The delict (that simply means wrongdoing) of defamation in Scotland is interesting. In general terms, it takes place when a person communicates an untrue and damaging imputation against another person. Prof Norrie sets out the following “peculiar” features:

  • it is an intentional delict in which the intent to injure is usually irrebuttably presumed“;
  • it is a delict only if the statement or communication upon which it is based is false, but with which falsity is rebuttably presumed…”;
  • “the pursuer does…always have the onus of proving that the statement or communication complained about is “defamatory” and that it has been “communicated”

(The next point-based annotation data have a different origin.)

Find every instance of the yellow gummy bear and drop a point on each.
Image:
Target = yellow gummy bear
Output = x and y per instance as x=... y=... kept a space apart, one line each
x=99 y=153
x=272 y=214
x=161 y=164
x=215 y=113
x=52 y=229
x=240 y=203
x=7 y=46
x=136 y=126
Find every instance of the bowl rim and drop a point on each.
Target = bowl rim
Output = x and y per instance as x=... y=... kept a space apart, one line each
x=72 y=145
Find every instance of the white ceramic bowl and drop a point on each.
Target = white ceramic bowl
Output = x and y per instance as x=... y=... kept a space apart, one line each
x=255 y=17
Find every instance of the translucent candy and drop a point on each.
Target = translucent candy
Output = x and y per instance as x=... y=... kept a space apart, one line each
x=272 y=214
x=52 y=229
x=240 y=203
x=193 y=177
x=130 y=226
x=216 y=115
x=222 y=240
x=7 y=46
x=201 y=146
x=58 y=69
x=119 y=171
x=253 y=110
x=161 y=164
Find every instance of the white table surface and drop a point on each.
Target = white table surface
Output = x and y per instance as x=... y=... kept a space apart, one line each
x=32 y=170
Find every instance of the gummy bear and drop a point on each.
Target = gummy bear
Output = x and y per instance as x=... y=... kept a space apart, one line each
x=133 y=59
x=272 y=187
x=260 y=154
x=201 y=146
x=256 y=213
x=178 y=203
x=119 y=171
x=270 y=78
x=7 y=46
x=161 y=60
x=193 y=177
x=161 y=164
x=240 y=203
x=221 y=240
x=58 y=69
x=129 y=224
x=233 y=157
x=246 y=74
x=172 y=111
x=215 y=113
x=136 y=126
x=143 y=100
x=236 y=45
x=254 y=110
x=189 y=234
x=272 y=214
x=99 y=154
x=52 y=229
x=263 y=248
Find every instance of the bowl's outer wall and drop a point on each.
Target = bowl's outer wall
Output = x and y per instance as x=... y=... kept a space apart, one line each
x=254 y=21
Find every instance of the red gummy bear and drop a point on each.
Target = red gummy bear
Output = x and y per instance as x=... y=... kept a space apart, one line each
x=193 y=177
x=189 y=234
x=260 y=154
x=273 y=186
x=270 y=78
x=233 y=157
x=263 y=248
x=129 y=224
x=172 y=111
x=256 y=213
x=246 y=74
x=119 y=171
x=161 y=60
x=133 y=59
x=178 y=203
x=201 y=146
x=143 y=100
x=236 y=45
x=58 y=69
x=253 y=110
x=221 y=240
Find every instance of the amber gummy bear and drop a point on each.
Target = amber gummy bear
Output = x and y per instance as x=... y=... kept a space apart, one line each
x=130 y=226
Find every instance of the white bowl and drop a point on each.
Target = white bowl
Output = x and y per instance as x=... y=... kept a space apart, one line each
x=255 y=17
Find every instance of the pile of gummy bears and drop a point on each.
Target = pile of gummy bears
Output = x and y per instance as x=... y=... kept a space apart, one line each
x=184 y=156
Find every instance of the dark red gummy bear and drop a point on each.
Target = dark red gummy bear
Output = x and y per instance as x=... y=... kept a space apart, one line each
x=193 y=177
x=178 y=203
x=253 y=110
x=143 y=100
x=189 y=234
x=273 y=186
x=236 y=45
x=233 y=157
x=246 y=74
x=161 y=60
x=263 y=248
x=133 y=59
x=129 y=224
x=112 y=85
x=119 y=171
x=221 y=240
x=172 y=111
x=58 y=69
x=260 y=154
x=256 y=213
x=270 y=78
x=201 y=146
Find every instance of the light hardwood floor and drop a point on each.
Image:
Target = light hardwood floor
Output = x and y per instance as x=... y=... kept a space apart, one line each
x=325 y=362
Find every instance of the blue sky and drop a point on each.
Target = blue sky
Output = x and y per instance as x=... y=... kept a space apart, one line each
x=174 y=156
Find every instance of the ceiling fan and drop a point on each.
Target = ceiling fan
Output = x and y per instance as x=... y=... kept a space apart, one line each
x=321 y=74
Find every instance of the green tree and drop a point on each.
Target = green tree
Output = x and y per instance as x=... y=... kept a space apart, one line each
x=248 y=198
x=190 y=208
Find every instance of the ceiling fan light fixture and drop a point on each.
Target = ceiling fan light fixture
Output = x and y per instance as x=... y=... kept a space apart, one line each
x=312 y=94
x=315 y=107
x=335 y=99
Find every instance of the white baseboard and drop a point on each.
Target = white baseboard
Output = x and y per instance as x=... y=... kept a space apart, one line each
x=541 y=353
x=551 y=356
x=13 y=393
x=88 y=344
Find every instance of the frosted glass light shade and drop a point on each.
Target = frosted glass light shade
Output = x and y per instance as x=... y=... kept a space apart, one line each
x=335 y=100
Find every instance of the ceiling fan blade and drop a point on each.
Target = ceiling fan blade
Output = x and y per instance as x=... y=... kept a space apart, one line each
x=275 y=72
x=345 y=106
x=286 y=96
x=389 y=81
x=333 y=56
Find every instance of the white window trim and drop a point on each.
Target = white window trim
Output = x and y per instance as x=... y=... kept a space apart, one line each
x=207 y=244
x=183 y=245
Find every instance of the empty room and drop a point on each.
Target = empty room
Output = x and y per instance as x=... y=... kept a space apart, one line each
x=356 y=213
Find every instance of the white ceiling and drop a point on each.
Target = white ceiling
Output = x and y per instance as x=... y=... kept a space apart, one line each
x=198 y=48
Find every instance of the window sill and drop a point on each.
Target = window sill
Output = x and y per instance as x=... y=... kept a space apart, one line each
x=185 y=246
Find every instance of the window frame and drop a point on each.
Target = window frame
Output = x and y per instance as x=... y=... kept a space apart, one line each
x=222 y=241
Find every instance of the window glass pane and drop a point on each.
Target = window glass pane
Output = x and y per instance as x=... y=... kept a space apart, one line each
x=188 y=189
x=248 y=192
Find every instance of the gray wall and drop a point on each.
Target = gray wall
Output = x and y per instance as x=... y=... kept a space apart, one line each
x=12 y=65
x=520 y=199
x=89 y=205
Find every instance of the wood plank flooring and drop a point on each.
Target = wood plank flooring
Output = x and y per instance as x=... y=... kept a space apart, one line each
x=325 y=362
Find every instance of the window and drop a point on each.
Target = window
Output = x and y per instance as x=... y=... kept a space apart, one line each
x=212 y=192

Essentially, if someone thinks that what you wrote about them is defamatory,  the onus will be entirely on you to prove that your comments are true in court. In other words, if you make the claim, you’ve got to prove it!prove-it

Defamation has long been defined as something that “tends to lower the plaintiff (pursuer in Scotland) in the estimation of right-thinking members of society generally“, and whether something is defamatory is up to the court to decide. True words can be defamatory but in order to found an action in defamation a defamatory statement must also be false. However, interestingly, if found to be defamatory, it is not up to the pursuer to show that the material is false. The defender bears the onus of showing that his statements are true.  In order to found an action in defamation a statement must also be made with malice (it must be intended to cause injury). However it is a presumption that anyone publishing false and defamatory statements, does so with malice.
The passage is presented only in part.